Ein zentrales Problem bei dem ganzen Vorhaben sind die Europawahlen vom 23. bis 26. Mai. Die Wahlen in Großbritannien ausfallen zu lassen, ginge nur unter einer Bedingung: Großbritannien müsste dann spätestens bis zum 2. Juli aus der EU draußen sein. Denn an diesem Tag kommt das neue Europaparlament zu seiner konstituierenden Sitzung zusammen. Könnte Großbritannien zu diesem Zeitpunkt noch EU-Mitglied sein, müsste es vorher im Mai an den Wahlen teilnehmen, was ziemlich paradox wäre, weil es die EU ja verlassen möchte. Bleibt das Königreich bis zum 2. Juli Mitglied der EU, ohne an den Wahlen teilzunehmen, könnte die Abstimmung in der ganzen EU ungültig werden. Deswegen strebt Premierministerin May lediglich eine Verschiebung des Brexit bis zum 30. Juni an.

Und wenn der Austritt doch noch weiter nach hinten verschoben würde?

Manche plädieren dafür, denn nur dann bliebe genügend Zeit, um die missratene Brexit-Entscheidung noch einmal von Grund auf zu überdenken und gegebenenfalls sogar mit einem zweiten Referendum zu korrigieren. Wenn der politische Wille dazu existierte, gäbe es dafür auch einen rechtlichen Weg, meint Eleanor Sharpston, die britische Generalanwältin am Europäischen Gerichtshof. Auf Twitter schrieb sie, das lasse sich relativ leicht bewerkstelligen, ohne dass die Briten an der Europawahl teilnehmen müssten. Denkbar wäre demnach, die aktuellen britischen Europaabgeordneten bis zur endgültigen Entscheidung einfach weiter im Europäischen Parlament sitzen zu lassen. Oder Abgeordnete aus dem britischen Parlament vorübergehend zu entsenden, wie es zu Anfangszeiten des Europäischen Parlaments üblich war. All dies könnte vertraglich in einem Zusatz zum Austrittsabkommen geregelt werden.

Zwar erklärte die EU-Kommission am Donnerstag, bei einer Verschiebung des Austrittsdatums über Ende Mai hinaus müssten die Briten auf jeden Fall an den Europawahlen teilnehmen. Doch muss dies - wie oft beim Brexit - auch als taktische Aussage verstanden werden.

Würde die EU einer Verschiebung zustimmen?

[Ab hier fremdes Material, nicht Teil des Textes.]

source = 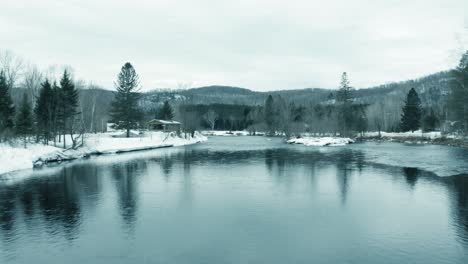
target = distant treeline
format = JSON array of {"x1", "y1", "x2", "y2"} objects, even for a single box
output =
[{"x1": 2, "y1": 49, "x2": 468, "y2": 147}]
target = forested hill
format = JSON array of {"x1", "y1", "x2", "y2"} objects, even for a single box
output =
[
  {"x1": 10, "y1": 70, "x2": 453, "y2": 132},
  {"x1": 11, "y1": 70, "x2": 451, "y2": 109},
  {"x1": 140, "y1": 70, "x2": 451, "y2": 107}
]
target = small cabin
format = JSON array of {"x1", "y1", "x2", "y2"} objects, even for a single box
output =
[{"x1": 148, "y1": 119, "x2": 181, "y2": 132}]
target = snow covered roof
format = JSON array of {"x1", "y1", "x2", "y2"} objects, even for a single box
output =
[{"x1": 148, "y1": 119, "x2": 181, "y2": 125}]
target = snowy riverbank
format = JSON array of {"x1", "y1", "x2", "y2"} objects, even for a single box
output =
[
  {"x1": 202, "y1": 130, "x2": 251, "y2": 136},
  {"x1": 0, "y1": 131, "x2": 207, "y2": 175},
  {"x1": 287, "y1": 137, "x2": 354, "y2": 146},
  {"x1": 361, "y1": 130, "x2": 468, "y2": 147},
  {"x1": 362, "y1": 130, "x2": 454, "y2": 140}
]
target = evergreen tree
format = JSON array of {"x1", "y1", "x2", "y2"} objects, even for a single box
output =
[
  {"x1": 264, "y1": 95, "x2": 275, "y2": 135},
  {"x1": 0, "y1": 70, "x2": 15, "y2": 141},
  {"x1": 336, "y1": 72, "x2": 354, "y2": 136},
  {"x1": 337, "y1": 72, "x2": 352, "y2": 102},
  {"x1": 51, "y1": 81, "x2": 62, "y2": 145},
  {"x1": 59, "y1": 70, "x2": 79, "y2": 148},
  {"x1": 353, "y1": 104, "x2": 368, "y2": 137},
  {"x1": 34, "y1": 79, "x2": 54, "y2": 144},
  {"x1": 157, "y1": 100, "x2": 174, "y2": 120},
  {"x1": 422, "y1": 109, "x2": 439, "y2": 132},
  {"x1": 109, "y1": 62, "x2": 142, "y2": 137},
  {"x1": 400, "y1": 88, "x2": 422, "y2": 132},
  {"x1": 15, "y1": 93, "x2": 33, "y2": 144},
  {"x1": 449, "y1": 51, "x2": 468, "y2": 132}
]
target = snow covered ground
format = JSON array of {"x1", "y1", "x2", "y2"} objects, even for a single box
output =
[
  {"x1": 0, "y1": 131, "x2": 207, "y2": 175},
  {"x1": 287, "y1": 137, "x2": 354, "y2": 146},
  {"x1": 0, "y1": 143, "x2": 61, "y2": 175},
  {"x1": 363, "y1": 130, "x2": 457, "y2": 140},
  {"x1": 82, "y1": 131, "x2": 206, "y2": 153},
  {"x1": 202, "y1": 130, "x2": 250, "y2": 136}
]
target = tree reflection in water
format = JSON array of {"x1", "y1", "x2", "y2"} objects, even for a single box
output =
[{"x1": 0, "y1": 139, "x2": 468, "y2": 263}]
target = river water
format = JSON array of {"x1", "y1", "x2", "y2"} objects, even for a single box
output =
[{"x1": 0, "y1": 136, "x2": 468, "y2": 263}]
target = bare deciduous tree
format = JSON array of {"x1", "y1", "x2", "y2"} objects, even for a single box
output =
[
  {"x1": 203, "y1": 110, "x2": 218, "y2": 130},
  {"x1": 23, "y1": 64, "x2": 43, "y2": 107},
  {"x1": 0, "y1": 50, "x2": 24, "y2": 89}
]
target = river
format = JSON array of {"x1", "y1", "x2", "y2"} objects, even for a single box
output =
[{"x1": 0, "y1": 136, "x2": 467, "y2": 263}]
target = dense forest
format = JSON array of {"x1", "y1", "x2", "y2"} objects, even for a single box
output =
[{"x1": 1, "y1": 49, "x2": 468, "y2": 146}]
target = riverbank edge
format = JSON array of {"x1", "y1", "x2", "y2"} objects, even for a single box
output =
[
  {"x1": 32, "y1": 144, "x2": 176, "y2": 166},
  {"x1": 357, "y1": 136, "x2": 468, "y2": 148},
  {"x1": 1, "y1": 136, "x2": 207, "y2": 177}
]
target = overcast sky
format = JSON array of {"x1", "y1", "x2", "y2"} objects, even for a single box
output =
[{"x1": 1, "y1": 0, "x2": 468, "y2": 91}]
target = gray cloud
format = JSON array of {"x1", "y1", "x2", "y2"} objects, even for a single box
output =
[{"x1": 1, "y1": 0, "x2": 467, "y2": 91}]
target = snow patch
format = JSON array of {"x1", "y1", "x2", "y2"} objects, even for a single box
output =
[
  {"x1": 0, "y1": 131, "x2": 207, "y2": 176},
  {"x1": 363, "y1": 130, "x2": 454, "y2": 139},
  {"x1": 0, "y1": 143, "x2": 61, "y2": 175},
  {"x1": 202, "y1": 130, "x2": 250, "y2": 136},
  {"x1": 287, "y1": 137, "x2": 354, "y2": 146}
]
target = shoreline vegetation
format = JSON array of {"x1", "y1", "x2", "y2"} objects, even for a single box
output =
[
  {"x1": 202, "y1": 129, "x2": 468, "y2": 148},
  {"x1": 359, "y1": 134, "x2": 468, "y2": 148}
]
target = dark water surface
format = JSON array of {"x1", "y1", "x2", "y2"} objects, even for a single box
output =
[{"x1": 1, "y1": 137, "x2": 468, "y2": 263}]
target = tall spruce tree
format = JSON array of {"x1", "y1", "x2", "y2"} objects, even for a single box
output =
[
  {"x1": 59, "y1": 70, "x2": 79, "y2": 148},
  {"x1": 15, "y1": 93, "x2": 33, "y2": 145},
  {"x1": 400, "y1": 88, "x2": 422, "y2": 132},
  {"x1": 52, "y1": 81, "x2": 61, "y2": 145},
  {"x1": 337, "y1": 72, "x2": 352, "y2": 102},
  {"x1": 336, "y1": 72, "x2": 354, "y2": 136},
  {"x1": 449, "y1": 51, "x2": 468, "y2": 132},
  {"x1": 264, "y1": 95, "x2": 275, "y2": 135},
  {"x1": 423, "y1": 108, "x2": 439, "y2": 132},
  {"x1": 109, "y1": 62, "x2": 142, "y2": 137},
  {"x1": 34, "y1": 79, "x2": 54, "y2": 144},
  {"x1": 0, "y1": 70, "x2": 15, "y2": 141},
  {"x1": 158, "y1": 100, "x2": 174, "y2": 120}
]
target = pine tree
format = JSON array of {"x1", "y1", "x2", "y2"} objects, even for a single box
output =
[
  {"x1": 59, "y1": 70, "x2": 79, "y2": 148},
  {"x1": 51, "y1": 81, "x2": 62, "y2": 146},
  {"x1": 337, "y1": 72, "x2": 352, "y2": 102},
  {"x1": 0, "y1": 70, "x2": 15, "y2": 141},
  {"x1": 353, "y1": 104, "x2": 368, "y2": 137},
  {"x1": 109, "y1": 62, "x2": 142, "y2": 137},
  {"x1": 15, "y1": 93, "x2": 33, "y2": 145},
  {"x1": 400, "y1": 88, "x2": 422, "y2": 132},
  {"x1": 34, "y1": 79, "x2": 54, "y2": 144},
  {"x1": 336, "y1": 72, "x2": 354, "y2": 136},
  {"x1": 449, "y1": 51, "x2": 468, "y2": 132},
  {"x1": 158, "y1": 100, "x2": 174, "y2": 120},
  {"x1": 422, "y1": 109, "x2": 439, "y2": 132},
  {"x1": 264, "y1": 95, "x2": 275, "y2": 135}
]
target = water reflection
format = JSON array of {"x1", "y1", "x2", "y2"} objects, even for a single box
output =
[
  {"x1": 445, "y1": 175, "x2": 468, "y2": 245},
  {"x1": 0, "y1": 138, "x2": 468, "y2": 263},
  {"x1": 403, "y1": 167, "x2": 419, "y2": 188},
  {"x1": 0, "y1": 164, "x2": 105, "y2": 251},
  {"x1": 112, "y1": 162, "x2": 144, "y2": 235}
]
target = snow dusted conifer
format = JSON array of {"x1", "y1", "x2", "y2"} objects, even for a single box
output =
[
  {"x1": 264, "y1": 95, "x2": 275, "y2": 135},
  {"x1": 449, "y1": 51, "x2": 468, "y2": 132},
  {"x1": 336, "y1": 72, "x2": 354, "y2": 136},
  {"x1": 0, "y1": 70, "x2": 15, "y2": 141},
  {"x1": 400, "y1": 88, "x2": 422, "y2": 132},
  {"x1": 109, "y1": 62, "x2": 142, "y2": 138},
  {"x1": 34, "y1": 79, "x2": 55, "y2": 144},
  {"x1": 58, "y1": 70, "x2": 79, "y2": 148},
  {"x1": 158, "y1": 100, "x2": 174, "y2": 120},
  {"x1": 15, "y1": 93, "x2": 33, "y2": 146}
]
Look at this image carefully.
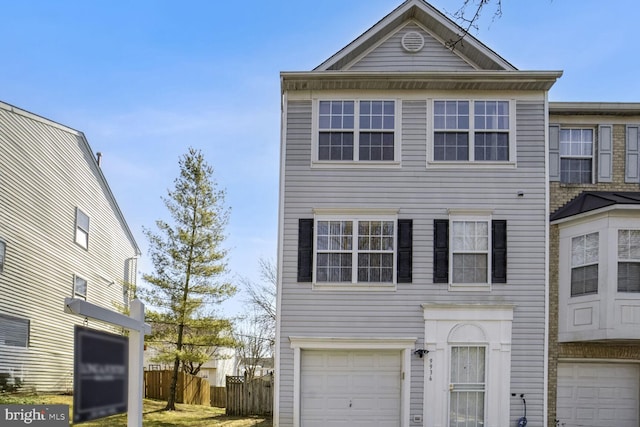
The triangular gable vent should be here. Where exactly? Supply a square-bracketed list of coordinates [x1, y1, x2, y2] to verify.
[401, 31, 424, 53]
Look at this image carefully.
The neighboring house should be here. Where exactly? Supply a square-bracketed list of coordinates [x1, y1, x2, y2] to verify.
[548, 103, 640, 427]
[275, 1, 561, 426]
[144, 346, 239, 387]
[0, 101, 140, 393]
[198, 347, 239, 387]
[237, 356, 274, 379]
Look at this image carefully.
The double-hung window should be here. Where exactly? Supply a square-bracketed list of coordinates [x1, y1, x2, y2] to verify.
[297, 216, 413, 285]
[0, 313, 29, 348]
[315, 218, 395, 284]
[317, 100, 397, 162]
[75, 208, 90, 249]
[452, 220, 489, 284]
[74, 275, 88, 299]
[433, 100, 511, 162]
[434, 213, 507, 289]
[560, 128, 593, 183]
[571, 232, 599, 296]
[450, 346, 486, 427]
[618, 229, 640, 292]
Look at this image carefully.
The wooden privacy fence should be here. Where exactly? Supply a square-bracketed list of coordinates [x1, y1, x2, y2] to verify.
[144, 370, 210, 406]
[210, 386, 226, 407]
[225, 375, 273, 416]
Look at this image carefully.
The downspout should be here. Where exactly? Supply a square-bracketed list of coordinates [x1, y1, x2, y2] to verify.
[273, 77, 288, 427]
[543, 90, 550, 427]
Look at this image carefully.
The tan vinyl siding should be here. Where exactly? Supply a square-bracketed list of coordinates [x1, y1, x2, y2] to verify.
[278, 97, 548, 426]
[348, 23, 475, 72]
[0, 105, 138, 392]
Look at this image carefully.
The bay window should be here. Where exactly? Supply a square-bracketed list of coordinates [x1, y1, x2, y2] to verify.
[618, 229, 640, 292]
[571, 232, 599, 297]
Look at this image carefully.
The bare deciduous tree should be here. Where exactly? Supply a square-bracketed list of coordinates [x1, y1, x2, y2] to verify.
[234, 258, 277, 380]
[233, 310, 274, 381]
[447, 0, 503, 50]
[241, 258, 276, 336]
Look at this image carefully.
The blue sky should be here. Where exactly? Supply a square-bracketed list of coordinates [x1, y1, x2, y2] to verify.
[2, 0, 639, 316]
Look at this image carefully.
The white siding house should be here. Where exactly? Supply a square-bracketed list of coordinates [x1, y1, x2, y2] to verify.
[0, 101, 140, 392]
[144, 346, 239, 387]
[275, 1, 561, 426]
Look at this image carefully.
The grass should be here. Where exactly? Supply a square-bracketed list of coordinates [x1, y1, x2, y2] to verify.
[0, 394, 272, 426]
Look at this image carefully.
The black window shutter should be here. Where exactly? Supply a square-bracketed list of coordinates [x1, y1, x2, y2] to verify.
[492, 220, 507, 283]
[433, 219, 449, 283]
[397, 219, 413, 283]
[297, 219, 314, 282]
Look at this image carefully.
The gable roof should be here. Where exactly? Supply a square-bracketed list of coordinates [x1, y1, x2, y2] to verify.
[0, 100, 141, 255]
[551, 191, 640, 222]
[315, 0, 516, 72]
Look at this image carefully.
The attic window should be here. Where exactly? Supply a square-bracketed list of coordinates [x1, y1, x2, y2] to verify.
[401, 31, 424, 53]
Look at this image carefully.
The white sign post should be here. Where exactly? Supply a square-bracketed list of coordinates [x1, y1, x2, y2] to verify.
[64, 297, 152, 427]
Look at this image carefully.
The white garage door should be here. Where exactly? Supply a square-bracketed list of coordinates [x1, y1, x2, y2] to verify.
[301, 349, 401, 427]
[557, 362, 639, 427]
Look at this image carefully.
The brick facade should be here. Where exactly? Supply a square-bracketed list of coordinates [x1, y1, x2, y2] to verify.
[548, 115, 640, 426]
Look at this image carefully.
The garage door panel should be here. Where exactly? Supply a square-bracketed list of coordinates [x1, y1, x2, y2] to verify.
[301, 350, 401, 427]
[326, 374, 349, 388]
[352, 353, 375, 365]
[352, 373, 378, 389]
[303, 418, 352, 427]
[327, 397, 349, 411]
[557, 362, 639, 427]
[327, 353, 349, 368]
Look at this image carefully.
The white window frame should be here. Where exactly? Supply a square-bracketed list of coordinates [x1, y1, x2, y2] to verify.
[617, 229, 640, 293]
[75, 207, 90, 249]
[312, 210, 398, 290]
[559, 127, 595, 184]
[448, 210, 492, 291]
[570, 232, 599, 297]
[428, 98, 516, 167]
[557, 212, 640, 342]
[74, 274, 88, 300]
[312, 98, 401, 167]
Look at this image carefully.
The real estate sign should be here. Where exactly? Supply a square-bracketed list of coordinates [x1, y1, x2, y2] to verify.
[73, 326, 128, 423]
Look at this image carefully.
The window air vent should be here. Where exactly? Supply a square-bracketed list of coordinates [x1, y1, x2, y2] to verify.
[401, 31, 425, 53]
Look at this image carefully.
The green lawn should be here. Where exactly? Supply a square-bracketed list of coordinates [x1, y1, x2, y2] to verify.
[0, 394, 272, 426]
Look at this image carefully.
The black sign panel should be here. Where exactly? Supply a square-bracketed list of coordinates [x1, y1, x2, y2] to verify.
[73, 326, 128, 423]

Vermutlich schon, jedoch nicht ohne von London genau zu erfahren, was die Briten in der zusätzlichen Zeit erreichen wollen. "Eine Verlängerung der Verhandlungen, um was genau zu tun?", fragte EU-Chefunterhändler Michel Barnier. EU-Ratspräsident Donald Tusk schrieb auf Twitter, er werde sich für eine lange Verschiebung einsetzen. Das gelte jedenfalls für den Fall, dass Großbritannien seine Brexit-Strategie überdenken wolle und einen Konsens finde.

Was ist Deutschlands Position bei der Frage der Fristverlängerung?

In Brüssel selbst sieht man eine mögliche Verschiebung kritischer als in einigen Mitgliedstaaten. In den EU-Einrichtungen befürchten manche, eine Fristverlängerung könnte das Thema Brexit ewig auf der Agenda halten. Die Bundesregierung hingegen signalisiert Offenheit. Eine Verschiebung des Austritts bis zum 30. Juni sei "einfach", eine Verlängerung bis zum Beginn der Europawahlen am 23. Mai sei sogar "sehr einfach", soll Kanzlerin Angela Merkel einem Bericht des Guardian zufolge gesagt haben. Auch wenn er sich öffentlich anders äußere, sei auch Frankreichs Präsident Emmanuel Macron offen, den Briten mehr Zeit zu gewähren. Kritische Töne kämen hingegen von EU-Staaten, die den Briten traditionell eigentlich wohlgesonnenen sind, wie etwa den Niederlanden.